Pichar, Conspurcar e Golpe de Estado

A Lei de Crimes Ambientais, Lei 9.605 de 1998, que dispõe sobre as sanções penais e administrativas derivadas de condutas e atividades lesivas ao meio ambiente, descreve, em seu artigo 65, que pichar ou por outro meio conspurcar edificação ou monumento urbano poderá gerar uma pena de detenção, de 3 (três) meses a 1 (um) ano, e multa. Já o § 1º do mesmo dispositivo informa que se o ato for realizado em monumento ou coisa tombada em virtude do seu valor artístico, arqueológico ou histórico, a pena é de 6 (seis) meses a 1 (um) ano de detenção e multa.

Pichar, em português, significa escrever, rabiscar (dizeres de qualquer espécie) em muros, paredes, fachadas de edifícios etc. Conspurcar, por sua vez, significa colocar ou deixar cair sujeira sobre, sujar, manchar. Tanto uma como outra conduta são descritas na Seção IV do Capítulo V da Lei 9605 de 1.998, que trata dos crimes contra o meio ambiente.

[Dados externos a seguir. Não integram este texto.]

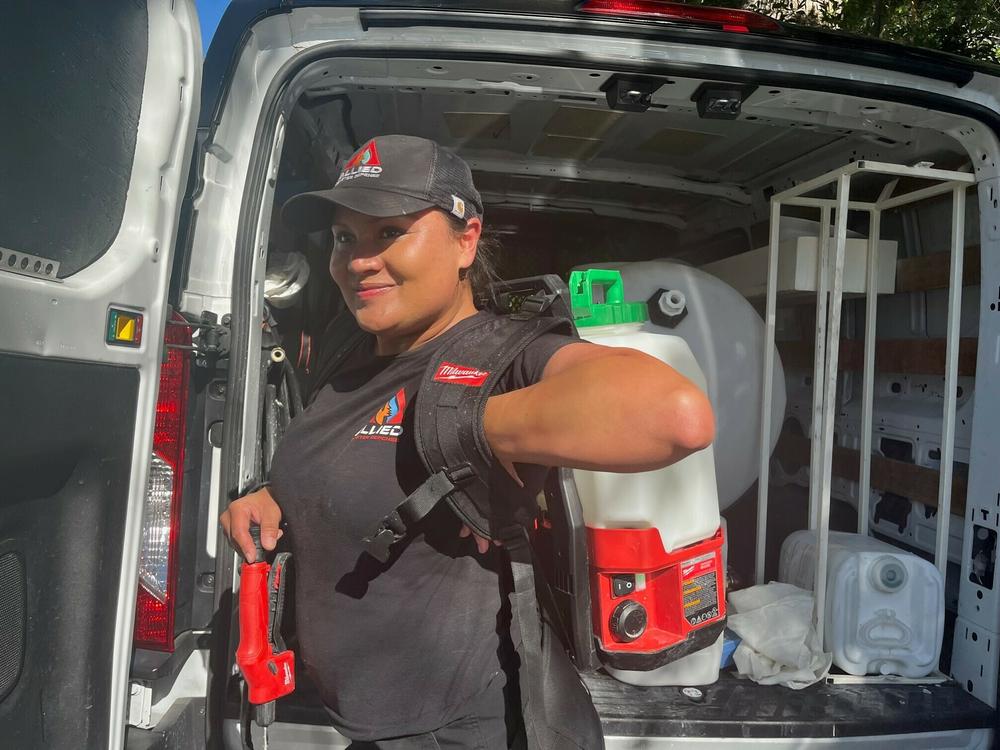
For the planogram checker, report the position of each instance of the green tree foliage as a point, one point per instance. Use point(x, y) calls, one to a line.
point(963, 27)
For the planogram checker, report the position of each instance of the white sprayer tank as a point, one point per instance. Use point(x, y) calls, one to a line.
point(884, 606)
point(680, 500)
point(726, 335)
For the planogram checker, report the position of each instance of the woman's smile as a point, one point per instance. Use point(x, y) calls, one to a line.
point(366, 292)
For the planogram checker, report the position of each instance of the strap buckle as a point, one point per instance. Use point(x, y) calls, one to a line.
point(534, 305)
point(394, 526)
point(379, 543)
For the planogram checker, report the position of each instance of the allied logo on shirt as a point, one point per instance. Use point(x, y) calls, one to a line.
point(387, 424)
point(365, 163)
point(460, 374)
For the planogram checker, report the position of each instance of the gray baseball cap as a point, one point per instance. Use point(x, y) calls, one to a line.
point(391, 175)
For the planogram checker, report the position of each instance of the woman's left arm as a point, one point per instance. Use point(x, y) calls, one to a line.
point(601, 408)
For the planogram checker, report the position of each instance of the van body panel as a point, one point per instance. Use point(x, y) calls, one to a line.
point(82, 452)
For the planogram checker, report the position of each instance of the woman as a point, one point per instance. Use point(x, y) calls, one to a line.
point(416, 652)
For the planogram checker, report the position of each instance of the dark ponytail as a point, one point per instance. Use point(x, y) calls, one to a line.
point(482, 273)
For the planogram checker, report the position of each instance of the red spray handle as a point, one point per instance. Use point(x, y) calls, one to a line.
point(269, 674)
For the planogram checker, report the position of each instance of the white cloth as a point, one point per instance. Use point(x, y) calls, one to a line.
point(780, 645)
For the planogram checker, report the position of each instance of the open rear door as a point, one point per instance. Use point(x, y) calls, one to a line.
point(99, 108)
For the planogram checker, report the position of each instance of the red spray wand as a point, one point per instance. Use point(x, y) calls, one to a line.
point(267, 665)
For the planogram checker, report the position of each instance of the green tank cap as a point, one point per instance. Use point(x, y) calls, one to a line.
point(613, 310)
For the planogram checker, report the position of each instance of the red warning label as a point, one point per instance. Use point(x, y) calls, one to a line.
point(700, 589)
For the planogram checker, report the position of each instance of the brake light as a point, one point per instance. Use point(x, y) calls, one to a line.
point(155, 604)
point(742, 21)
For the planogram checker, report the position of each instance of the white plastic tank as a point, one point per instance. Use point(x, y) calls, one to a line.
point(884, 606)
point(680, 500)
point(726, 335)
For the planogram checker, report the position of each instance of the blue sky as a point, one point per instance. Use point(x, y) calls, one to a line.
point(209, 13)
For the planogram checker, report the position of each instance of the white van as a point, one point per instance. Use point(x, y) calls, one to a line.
point(141, 385)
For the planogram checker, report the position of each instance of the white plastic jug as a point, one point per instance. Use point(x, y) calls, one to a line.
point(680, 500)
point(884, 606)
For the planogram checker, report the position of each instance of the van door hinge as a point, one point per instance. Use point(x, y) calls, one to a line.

Em recente decisão, a cabeleireira D. R. dos S. poderá receber uma pena de prisão de até 17 anos por ter escrito uma frase na estátua “A Justiça”, em frente ao prédio do Supremo Tribunal Federal, durante o evento de 08/01 na capital federal. Além disso, a cabeleireira é acusada de associação criminosa armada, tentativa de abolição violenta do Estado Democrático de Direito, golpe de Estado, deterioração de patrimônio tombado, e dano qualificado pela violência e grave ameaça contra o patrimônio da União.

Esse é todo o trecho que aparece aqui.